Auto ancillary company Sansera Engineering is expected to list on the stock exchanges on September 24 with a moderate premium, given the headwinds in the auto sector and lower-than-expected subscription to its initial public offering.
The Rs 1,283 crore public issue during September 14-16 was subscribed 11.47 times and garnered Rs 10,329.62 crore. Qualified institutional buyers bid for 26.47 times the portion reserved for them. The part set aside for non-institutional investors was subscribed 11.37 times and that for retail investors was subscribed 3.15 times.
The public issue was a complete offer for sale of shares by existing investors. The company will not receive any funds.
“We expect a soft 5-7 percent listing gain if market sentiments remain optimistic,” said Prashanth Tapse, VP research, at Mehta Equities. “We assume that the lower-than-expected subscription demand was on the back of 100 percent OFS (offer for sale) and such papers usually don’t attract more investor interest in the short term, especially from retail investors who have 35 percent issue allocation.”
Tapse said the fall in the stock’s grey market premium could be on the back of short-term headwinds in the auto sector and concerns over dilution of the promoter’s stake, which will decline to 36.5 percent from 43.91 percent before the IPO. The public shareholding will increase to 63.4 percent from 56 percent.
Sansera Engineering shares traded at Rs 784-789 in the grey market, a 5.4-6 percent premium over the issue price of Rs 744 per share, according to IPO Watch and IPO Central data. The premium was about Rs 125 a couple of weeks ago.
“Sansera Engineering’s grey market premium is around Rs 40, which is not impressive in this bull run where we have seen robust listings from many IPOs over the past year or so. The auto sector has been under pressure and has not provided impressive returns post-Covid,” said Gaurav Garg, head of research at CapitalVia Global Research.
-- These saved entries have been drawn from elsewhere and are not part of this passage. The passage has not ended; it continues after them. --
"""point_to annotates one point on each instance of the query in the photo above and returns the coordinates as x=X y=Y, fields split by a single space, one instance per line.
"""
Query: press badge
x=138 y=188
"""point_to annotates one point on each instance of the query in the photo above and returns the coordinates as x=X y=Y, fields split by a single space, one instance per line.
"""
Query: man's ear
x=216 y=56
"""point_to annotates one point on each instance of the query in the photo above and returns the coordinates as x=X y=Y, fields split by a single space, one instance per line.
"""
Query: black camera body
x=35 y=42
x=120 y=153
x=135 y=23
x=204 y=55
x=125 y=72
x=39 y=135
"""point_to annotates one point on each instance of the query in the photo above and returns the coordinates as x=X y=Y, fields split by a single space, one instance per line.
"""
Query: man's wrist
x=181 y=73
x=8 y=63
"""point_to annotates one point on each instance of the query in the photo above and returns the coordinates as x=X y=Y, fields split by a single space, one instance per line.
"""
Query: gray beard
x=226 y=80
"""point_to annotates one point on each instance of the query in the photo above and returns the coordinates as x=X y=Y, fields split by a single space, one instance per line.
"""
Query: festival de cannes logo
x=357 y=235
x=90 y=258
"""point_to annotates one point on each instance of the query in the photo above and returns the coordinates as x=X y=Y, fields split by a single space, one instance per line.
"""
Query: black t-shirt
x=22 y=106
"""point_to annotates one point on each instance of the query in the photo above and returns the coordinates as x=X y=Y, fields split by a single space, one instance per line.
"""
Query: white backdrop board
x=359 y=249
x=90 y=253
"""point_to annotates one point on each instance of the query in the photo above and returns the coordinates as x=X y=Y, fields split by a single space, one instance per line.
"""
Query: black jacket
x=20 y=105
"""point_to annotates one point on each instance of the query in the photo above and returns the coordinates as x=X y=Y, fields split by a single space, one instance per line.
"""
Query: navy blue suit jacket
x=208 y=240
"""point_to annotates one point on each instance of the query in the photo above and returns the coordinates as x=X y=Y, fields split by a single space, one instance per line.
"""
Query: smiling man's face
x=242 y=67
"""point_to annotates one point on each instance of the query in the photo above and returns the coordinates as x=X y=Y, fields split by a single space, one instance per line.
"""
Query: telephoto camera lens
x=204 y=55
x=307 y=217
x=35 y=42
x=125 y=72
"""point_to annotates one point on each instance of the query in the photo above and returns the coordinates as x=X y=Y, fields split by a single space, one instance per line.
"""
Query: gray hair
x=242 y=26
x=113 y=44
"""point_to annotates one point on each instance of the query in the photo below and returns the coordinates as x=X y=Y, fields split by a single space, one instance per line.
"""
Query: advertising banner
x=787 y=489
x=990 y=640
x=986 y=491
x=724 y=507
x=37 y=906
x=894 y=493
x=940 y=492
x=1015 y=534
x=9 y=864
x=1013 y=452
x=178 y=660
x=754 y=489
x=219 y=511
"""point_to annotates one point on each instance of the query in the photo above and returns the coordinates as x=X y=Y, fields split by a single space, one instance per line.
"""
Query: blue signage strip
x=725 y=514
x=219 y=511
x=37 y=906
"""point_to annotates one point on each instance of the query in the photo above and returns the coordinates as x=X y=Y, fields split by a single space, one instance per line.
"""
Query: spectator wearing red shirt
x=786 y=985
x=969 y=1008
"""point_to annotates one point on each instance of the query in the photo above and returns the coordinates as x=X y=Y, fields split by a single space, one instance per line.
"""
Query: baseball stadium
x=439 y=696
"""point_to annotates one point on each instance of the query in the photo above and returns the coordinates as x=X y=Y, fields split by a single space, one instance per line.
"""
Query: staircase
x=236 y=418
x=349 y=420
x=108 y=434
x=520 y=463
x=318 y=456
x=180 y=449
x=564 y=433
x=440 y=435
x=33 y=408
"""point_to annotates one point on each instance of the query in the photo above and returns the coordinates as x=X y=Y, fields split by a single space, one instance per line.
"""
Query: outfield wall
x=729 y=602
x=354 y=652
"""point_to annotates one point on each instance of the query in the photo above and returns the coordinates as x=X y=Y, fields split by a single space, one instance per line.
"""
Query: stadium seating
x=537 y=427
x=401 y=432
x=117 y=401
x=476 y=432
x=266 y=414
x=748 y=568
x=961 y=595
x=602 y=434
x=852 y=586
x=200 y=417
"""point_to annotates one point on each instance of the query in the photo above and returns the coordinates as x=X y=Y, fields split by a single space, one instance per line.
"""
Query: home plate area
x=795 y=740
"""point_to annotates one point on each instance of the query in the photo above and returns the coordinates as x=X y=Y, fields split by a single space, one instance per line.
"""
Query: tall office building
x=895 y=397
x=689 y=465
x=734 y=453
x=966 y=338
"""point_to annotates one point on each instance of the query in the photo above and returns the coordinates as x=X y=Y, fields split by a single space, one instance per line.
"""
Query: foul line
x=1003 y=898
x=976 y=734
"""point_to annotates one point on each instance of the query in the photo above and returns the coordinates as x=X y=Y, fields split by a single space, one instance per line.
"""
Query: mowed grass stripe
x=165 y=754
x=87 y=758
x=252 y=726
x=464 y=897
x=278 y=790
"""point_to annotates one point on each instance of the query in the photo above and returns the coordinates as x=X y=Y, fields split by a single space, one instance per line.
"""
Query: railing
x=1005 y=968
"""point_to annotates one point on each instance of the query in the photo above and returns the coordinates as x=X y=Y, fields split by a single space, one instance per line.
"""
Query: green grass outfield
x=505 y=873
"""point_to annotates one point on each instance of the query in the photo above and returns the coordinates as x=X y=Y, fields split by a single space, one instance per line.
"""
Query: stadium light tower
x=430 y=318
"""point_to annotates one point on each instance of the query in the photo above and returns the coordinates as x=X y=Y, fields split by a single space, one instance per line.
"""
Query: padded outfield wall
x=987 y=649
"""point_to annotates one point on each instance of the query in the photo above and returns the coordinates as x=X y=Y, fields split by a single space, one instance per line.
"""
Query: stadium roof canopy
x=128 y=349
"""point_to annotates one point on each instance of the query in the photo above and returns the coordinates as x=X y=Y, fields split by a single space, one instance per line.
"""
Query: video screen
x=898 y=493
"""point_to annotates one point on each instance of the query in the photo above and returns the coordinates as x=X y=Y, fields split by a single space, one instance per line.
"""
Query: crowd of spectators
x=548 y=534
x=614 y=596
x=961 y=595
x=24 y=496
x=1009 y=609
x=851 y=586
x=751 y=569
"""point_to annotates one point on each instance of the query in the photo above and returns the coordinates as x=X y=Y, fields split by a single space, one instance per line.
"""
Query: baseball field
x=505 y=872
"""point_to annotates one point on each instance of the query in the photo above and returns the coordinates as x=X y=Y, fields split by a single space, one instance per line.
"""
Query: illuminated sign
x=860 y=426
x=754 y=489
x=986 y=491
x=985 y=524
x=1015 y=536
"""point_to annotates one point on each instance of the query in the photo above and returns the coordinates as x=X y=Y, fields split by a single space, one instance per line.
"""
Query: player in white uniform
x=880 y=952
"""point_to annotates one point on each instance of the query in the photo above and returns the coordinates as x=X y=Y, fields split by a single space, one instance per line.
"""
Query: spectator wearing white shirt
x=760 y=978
After subdued demand following the Covid-19 outbreak, the auto sector has faced a chip shortage. Auto company shares have been major underperformers in FY22, although there has been some recovery in the past few weeks after the government announced production-linked incentives of about Rs 26,000 crore for the manufacture of electric and hydrogen fuel vehicles and components.
Astha Jain, a senior research analyst at Hem Securities, expects Sansera to list at a 6-7 percent premium.
Incorporated in 1981, Sansera manufactures complex and critical precision-engineered components and caters to companies across automotive and non-automotive sectors.
It is one of the top 10 global suppliers of connecting rods for light vehicles and commercial vehicles. It is the sole supplier of certain components to select manufacturing companies in India and globally.